Rabu, 21 Agustus 2013
Eradication
With a cure perhaps unattainable, eradication of HIV/AIDS in the same way as smallpox (with no cure) was eliminated, may be the most feasible option. According to Dr. Brian Williams of the South African Centre for Epidemiological Modelling and Analysis, eradication of HIV/AIDS is an achievable goal that could be attained by 2050 if the current HIV/AIDS research paradigm is changed from focus on finding a cure to stopping transmission.

Per Dr. Williams such an effort would require testing billions of people annually. Though costly, the benefits would exceed the costs "from day one" according to the South African epidemiologist. Anyone found with HIV antibodies would immediately be administered antiretroviral therapy (which reduces HIV concentration 10,000-fold and infectiousness 25-fold) to halt transmission, effectively ending such transmission by 2015 and eliminating the disease by 2050 as most carriers die out, according to his estimate. The reason for this optimism, per Steve Connor, Aids: is the end in sight? (The Independent, 22 February 2010), is a "study published in 2008 [that] showed it is theoretically possible to cut new HIV cases by 95%, from a prevalence of 20 per 1,000 to 1 per 1,000, within 10 years of implementing a programme [sic] of universal testing and prescription of [HA]ART drugs."
Even though clinical trials to test Dr. Williams' vision will start in 2010 in Somkhele, South Africa, access to HAART still needs to be improved greatly to purge the disease. Presently only about 42% of HIV-positive people have access to HAART.
Furthermore, for eradication efforts to succeed, prevention programs (which currently reach fewer than 1 in 5 in sub-Saharan Africa, the epicenter of the pandemic where the average life-expectancy has fallen below 40 leaving about 15 million children orphaned) will have to continue to play an essential role in stopping transmission. Such programs though not limited to, must include abstinence, condom distribution, education re: transmission, safe sex, etc., and needle distribution to drug users (the latter which is badly lacking according to Kate Kelland, Failure to aid drug users drives HIV spread: study (Reuters, 1 March 2010) with "more than 90% of the world's 16 million injecting drug users offered no help to avoid contracting AIDS" despite the fact that such users often share needles and approximately 18.75% are believed to be HIV-positive).
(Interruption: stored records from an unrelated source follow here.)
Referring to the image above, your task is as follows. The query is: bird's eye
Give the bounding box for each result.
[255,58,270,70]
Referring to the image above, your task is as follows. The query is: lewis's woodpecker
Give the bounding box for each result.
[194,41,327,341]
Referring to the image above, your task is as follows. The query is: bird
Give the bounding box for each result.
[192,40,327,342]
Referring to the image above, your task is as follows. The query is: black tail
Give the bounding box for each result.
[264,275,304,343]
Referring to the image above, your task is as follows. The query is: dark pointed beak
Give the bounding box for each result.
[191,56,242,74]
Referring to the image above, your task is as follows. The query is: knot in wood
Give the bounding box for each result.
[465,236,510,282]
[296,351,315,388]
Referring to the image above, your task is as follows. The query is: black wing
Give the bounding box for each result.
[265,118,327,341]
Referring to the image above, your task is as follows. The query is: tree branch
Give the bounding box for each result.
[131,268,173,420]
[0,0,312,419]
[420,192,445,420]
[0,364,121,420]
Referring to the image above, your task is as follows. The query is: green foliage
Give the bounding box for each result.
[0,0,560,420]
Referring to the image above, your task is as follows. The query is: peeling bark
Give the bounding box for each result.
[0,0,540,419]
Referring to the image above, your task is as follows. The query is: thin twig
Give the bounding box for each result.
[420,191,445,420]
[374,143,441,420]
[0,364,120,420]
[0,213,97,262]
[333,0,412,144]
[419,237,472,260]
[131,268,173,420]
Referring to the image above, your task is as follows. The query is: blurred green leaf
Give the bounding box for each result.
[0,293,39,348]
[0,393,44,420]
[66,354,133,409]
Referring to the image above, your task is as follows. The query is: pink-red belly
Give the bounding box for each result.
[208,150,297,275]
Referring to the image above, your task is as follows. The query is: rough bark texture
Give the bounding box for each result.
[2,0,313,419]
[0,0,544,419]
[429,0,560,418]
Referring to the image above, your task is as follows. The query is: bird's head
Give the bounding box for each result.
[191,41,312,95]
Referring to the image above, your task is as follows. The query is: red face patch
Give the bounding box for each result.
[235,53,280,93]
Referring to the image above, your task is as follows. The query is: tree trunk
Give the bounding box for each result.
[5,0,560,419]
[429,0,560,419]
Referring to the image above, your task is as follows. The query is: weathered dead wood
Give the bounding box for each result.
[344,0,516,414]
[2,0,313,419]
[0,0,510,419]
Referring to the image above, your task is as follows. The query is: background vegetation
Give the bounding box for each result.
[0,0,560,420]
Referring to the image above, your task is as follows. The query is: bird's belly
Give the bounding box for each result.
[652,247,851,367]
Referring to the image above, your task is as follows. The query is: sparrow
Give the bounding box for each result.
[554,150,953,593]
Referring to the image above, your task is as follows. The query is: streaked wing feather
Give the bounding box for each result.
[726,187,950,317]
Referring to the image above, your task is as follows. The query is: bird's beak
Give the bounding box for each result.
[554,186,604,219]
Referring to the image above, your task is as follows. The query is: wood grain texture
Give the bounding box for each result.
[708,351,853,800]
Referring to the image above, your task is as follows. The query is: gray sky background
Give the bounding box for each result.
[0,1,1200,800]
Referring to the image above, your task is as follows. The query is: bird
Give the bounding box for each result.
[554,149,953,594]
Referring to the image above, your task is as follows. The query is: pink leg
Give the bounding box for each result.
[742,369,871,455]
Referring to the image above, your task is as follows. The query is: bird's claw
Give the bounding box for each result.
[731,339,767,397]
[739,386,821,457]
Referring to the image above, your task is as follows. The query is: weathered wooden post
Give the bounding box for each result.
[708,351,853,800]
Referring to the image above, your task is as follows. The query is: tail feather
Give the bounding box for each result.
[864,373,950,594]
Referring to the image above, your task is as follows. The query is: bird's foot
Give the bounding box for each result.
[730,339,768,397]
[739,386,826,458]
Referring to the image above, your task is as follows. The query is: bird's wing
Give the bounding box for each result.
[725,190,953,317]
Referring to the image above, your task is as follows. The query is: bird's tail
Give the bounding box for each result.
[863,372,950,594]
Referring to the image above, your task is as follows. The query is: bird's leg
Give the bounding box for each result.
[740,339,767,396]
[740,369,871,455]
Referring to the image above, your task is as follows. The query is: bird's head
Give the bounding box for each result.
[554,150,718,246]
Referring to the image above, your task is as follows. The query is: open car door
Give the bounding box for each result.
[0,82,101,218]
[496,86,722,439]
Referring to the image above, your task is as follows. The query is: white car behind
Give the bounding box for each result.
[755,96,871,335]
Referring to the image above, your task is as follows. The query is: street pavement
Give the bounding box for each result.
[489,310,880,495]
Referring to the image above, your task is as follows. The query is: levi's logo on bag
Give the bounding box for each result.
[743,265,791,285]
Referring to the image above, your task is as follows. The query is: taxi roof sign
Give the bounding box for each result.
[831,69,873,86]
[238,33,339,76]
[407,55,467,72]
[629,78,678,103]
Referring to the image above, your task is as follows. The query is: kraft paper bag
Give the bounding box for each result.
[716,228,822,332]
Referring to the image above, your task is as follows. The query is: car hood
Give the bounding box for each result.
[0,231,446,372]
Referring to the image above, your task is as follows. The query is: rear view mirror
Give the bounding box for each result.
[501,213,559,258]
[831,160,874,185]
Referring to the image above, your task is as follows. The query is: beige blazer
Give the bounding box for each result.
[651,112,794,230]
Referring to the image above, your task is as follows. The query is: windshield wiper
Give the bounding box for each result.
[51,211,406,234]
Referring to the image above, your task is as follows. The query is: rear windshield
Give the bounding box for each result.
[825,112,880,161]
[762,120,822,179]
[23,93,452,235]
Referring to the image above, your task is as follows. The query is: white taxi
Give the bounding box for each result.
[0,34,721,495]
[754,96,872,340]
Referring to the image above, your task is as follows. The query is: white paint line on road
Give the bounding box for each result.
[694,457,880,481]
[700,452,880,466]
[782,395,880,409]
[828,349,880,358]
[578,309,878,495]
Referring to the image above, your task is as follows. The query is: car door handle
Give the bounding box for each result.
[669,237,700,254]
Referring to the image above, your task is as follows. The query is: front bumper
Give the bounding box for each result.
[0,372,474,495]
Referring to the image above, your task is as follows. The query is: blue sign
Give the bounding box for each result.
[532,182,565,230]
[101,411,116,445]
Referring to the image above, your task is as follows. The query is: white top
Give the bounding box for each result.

Proof that such efforts can work is evident when the President's Emergency Plan for AIDS Relief (PEPFAR) created in 2003 for Africa that provides funding focused on HAART and palliative care for HIV/AIDS patients, HIV/AIDS awareness education and prevention programs (condoms, needle-exchanges, and abstinence) and financial assistance to care for the pandemic's orphans and other vulnerable children, is considered. Per Michael Smith, PEPFAR Cut AIDS Death Rate in African Nations (Med Page Today, 6 April 2009), the program "averted about 1.1 million deaths [from 2004-2007]... a 10% reduction compared to neighboring African countries."
Natural Immunity To HIV
Since the onset of the HIV/AIDS pandemic in 1981 cases of people with a natural immunity to HIV have been documented. Although these persons, called long-term non-progressors (LTNPs) are infected with HIV, they never develop AIDS. When LTNPs are infected, some suffer an initial drop in their T-4 (CD4) cell count. However, when their T-4 (CD4) cell count reaches around 500 it stabilizes and never drops again preventing the onset of AIDS. Furthermore, while CD8+ T-Cells (even in large numbers) are ineffective against HIV-infected T-4 (CD4) cells in progressors (persons without a natural immunity to HIV), the National Institutes of Health (NIH) reported in a December 4, 2008 press release that "CD8+ T-Cells taken from LTNPs [can efficiently] kill HIV-infected cells in less than [an] hour" in which "a protein, perforin (produced only in negligible amounts in progressors), manufactured by their CD8+ T-Cells punches holes in the infected cells" enabling a second protein, "granzyme B" to penetrate and kill them.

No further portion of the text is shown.